Islam Wujudkan Kesejahteran Tanpa Menjajah
Tagar #alleyeofRafa” kini tak lagi antusias, lenyap begitu saja, ditelan isu-isu yang lebih panas , sungguh berbeda ketika umat Islam yang mulia dan terhormat ada di bawah pimpinan Rasulullah , dimulai dari membangun negara Islam di Madina. Kebaikan terus berlanjut hingga saat Khilafah runtuh. Tak ada yang zalim sebaliknya para kafir itulah yang mendapatkan kebaikan Islam selama berabad-abad.
Nasionalisme yang terus ditanam dalam berbagai agenda dan kebijakan membuat kaum muslim melepas ikatan terkuat yang diperintahkan Allah, yaitu ukhuwah Islamiyyah. Ikatan berdasarkan akidah tanpa membedakan ras, suku, bahasa atau warna kulit. Maka, ketika kini sistem berdasar sekulerisme yang memimpin , kaum muslim harus melawannya dengan yang sepadan, yaitu sistem Islam.

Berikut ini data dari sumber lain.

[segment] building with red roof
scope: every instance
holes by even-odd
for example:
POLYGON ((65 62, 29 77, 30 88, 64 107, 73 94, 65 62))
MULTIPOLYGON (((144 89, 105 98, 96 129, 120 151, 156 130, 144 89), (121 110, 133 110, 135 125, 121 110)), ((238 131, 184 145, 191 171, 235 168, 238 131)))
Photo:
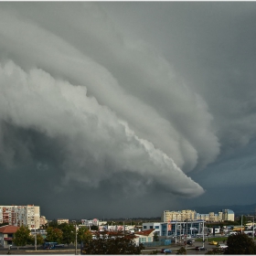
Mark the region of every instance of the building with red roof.
POLYGON ((10 225, 0 227, 0 247, 8 248, 13 244, 14 234, 18 229, 19 227, 10 225))
POLYGON ((135 232, 135 236, 139 238, 139 243, 154 241, 155 229, 135 232))

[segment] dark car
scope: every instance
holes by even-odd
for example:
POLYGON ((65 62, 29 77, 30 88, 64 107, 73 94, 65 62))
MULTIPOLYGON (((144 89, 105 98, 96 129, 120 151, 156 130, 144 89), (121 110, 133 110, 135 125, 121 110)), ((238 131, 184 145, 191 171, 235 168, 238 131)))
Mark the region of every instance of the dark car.
POLYGON ((165 248, 161 250, 161 253, 172 253, 172 250, 165 248))
POLYGON ((202 247, 202 246, 197 246, 195 248, 196 251, 207 251, 207 249, 205 247, 202 247))
POLYGON ((188 245, 193 244, 193 240, 188 240, 187 241, 187 244, 188 244, 188 245))

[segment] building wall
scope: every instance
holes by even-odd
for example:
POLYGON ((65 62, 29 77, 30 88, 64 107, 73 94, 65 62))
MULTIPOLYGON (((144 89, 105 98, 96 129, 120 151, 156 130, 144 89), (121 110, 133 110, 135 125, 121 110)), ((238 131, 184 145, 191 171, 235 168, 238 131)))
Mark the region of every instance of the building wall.
POLYGON ((202 234, 204 227, 204 220, 195 221, 172 221, 172 222, 146 222, 143 223, 143 230, 155 229, 155 232, 158 232, 158 236, 183 236, 202 234))
POLYGON ((205 221, 210 221, 210 222, 218 222, 218 221, 224 221, 224 220, 234 221, 235 214, 230 209, 222 209, 222 211, 219 211, 217 214, 215 214, 214 212, 200 214, 200 213, 197 213, 195 210, 190 210, 190 209, 185 209, 180 211, 164 210, 161 218, 161 220, 163 222, 185 221, 187 219, 187 220, 203 219, 205 221))
POLYGON ((62 223, 68 223, 69 224, 69 220, 68 219, 57 219, 57 223, 59 225, 59 224, 62 224, 62 223))
POLYGON ((28 229, 39 229, 40 207, 27 206, 0 206, 0 223, 15 226, 27 226, 28 229))

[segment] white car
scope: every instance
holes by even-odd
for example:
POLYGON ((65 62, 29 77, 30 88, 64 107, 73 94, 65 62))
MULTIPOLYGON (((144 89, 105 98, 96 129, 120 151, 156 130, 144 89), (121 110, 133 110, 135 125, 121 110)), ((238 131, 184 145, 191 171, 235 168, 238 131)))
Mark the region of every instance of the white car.
POLYGON ((218 247, 221 248, 221 249, 225 249, 225 248, 228 248, 228 245, 220 243, 220 244, 218 245, 218 247))

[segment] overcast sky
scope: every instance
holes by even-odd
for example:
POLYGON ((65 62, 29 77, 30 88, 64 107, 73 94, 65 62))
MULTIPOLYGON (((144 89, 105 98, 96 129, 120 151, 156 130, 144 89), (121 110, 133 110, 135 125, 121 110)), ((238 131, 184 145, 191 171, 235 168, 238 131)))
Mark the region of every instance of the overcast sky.
POLYGON ((0 205, 255 203, 255 24, 253 2, 1 2, 0 205))

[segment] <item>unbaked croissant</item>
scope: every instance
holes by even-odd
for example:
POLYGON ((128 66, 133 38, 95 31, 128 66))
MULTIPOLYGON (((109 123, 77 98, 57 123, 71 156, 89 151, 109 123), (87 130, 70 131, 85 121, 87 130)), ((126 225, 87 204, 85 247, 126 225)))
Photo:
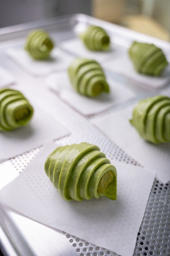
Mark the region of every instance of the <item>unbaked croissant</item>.
POLYGON ((53 47, 53 43, 49 34, 43 30, 35 30, 28 35, 25 49, 37 60, 48 58, 53 47))
POLYGON ((95 61, 77 58, 68 67, 68 75, 75 89, 80 94, 95 97, 109 88, 102 68, 95 61))
POLYGON ((134 42, 129 54, 136 70, 146 75, 160 76, 168 65, 162 50, 152 44, 134 42))
POLYGON ((0 130, 10 131, 26 125, 33 112, 32 106, 20 92, 0 90, 0 130))
POLYGON ((140 101, 133 110, 132 124, 144 139, 170 142, 170 98, 161 95, 140 101))
POLYGON ((116 199, 116 169, 96 146, 82 142, 57 148, 47 157, 45 171, 66 200, 116 199))
POLYGON ((92 51, 107 51, 110 38, 102 27, 90 26, 80 36, 86 46, 92 51))

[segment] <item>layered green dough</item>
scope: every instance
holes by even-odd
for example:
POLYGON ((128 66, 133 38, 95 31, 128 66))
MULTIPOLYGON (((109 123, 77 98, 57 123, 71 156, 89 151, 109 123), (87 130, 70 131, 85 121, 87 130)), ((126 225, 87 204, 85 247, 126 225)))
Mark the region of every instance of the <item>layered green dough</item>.
POLYGON ((32 106, 20 92, 0 90, 0 131, 11 131, 26 125, 33 112, 32 106))
POLYGON ((71 84, 80 94, 95 97, 109 92, 103 70, 95 61, 76 58, 69 67, 68 72, 71 84))
POLYGON ((80 36, 86 46, 92 51, 107 51, 110 38, 102 27, 90 26, 80 36))
POLYGON ((116 199, 116 169, 96 146, 82 142, 57 148, 47 157, 45 171, 66 200, 116 199))
POLYGON ((170 98, 159 95, 140 101, 133 110, 132 124, 146 140, 170 142, 170 98))
POLYGON ((48 58, 53 47, 53 43, 49 34, 43 30, 35 30, 28 36, 25 49, 33 58, 48 58))
POLYGON ((168 64, 162 50, 152 44, 134 42, 129 54, 136 70, 146 75, 160 76, 168 64))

Upaya menuju penerapan syariat Islam tidak akan berjalan tanpa munculnya kesadaran umat tentang pentingnya persatuan hakiki sebagai satu umat, sehingga inilah saatnya membangun kesadaran umat, bahwa Islam dan umatnya hanya bisa mulia dalam naungan khilafah. Sebuah institusi negara yang hanya berdasarkan syariat Islam bukan yang lain.
Penyadaran ini membutuhkan keberadaan kelompok dakwah Islam ideologis, yang mengajak umat untuk memiliki perasaan, pemikiran yang sama terhadap Islam. Kesadaran bahwa Islam bukan hanya identitas tapi juga pandangan hidup.
Sebagaimana firman Allah SWT. Yang artinya, “…Pada hari ini orang-orang kafir telah putus asa untuk (mengalahkan) agamamu, sebab itu janganlah kamu takut kepada mereka, tetapi takutlah kepada-Ku. Pada hari ini telah Aku sempurnakan agamamu untukmu, dan telah Aku cukupkan nikmat-Ku bagimu, dan telah Aku ridai Islam sebagai agamamu…” (TQS al-Maidah:3]. Wallahualam bissawab. [ SNI].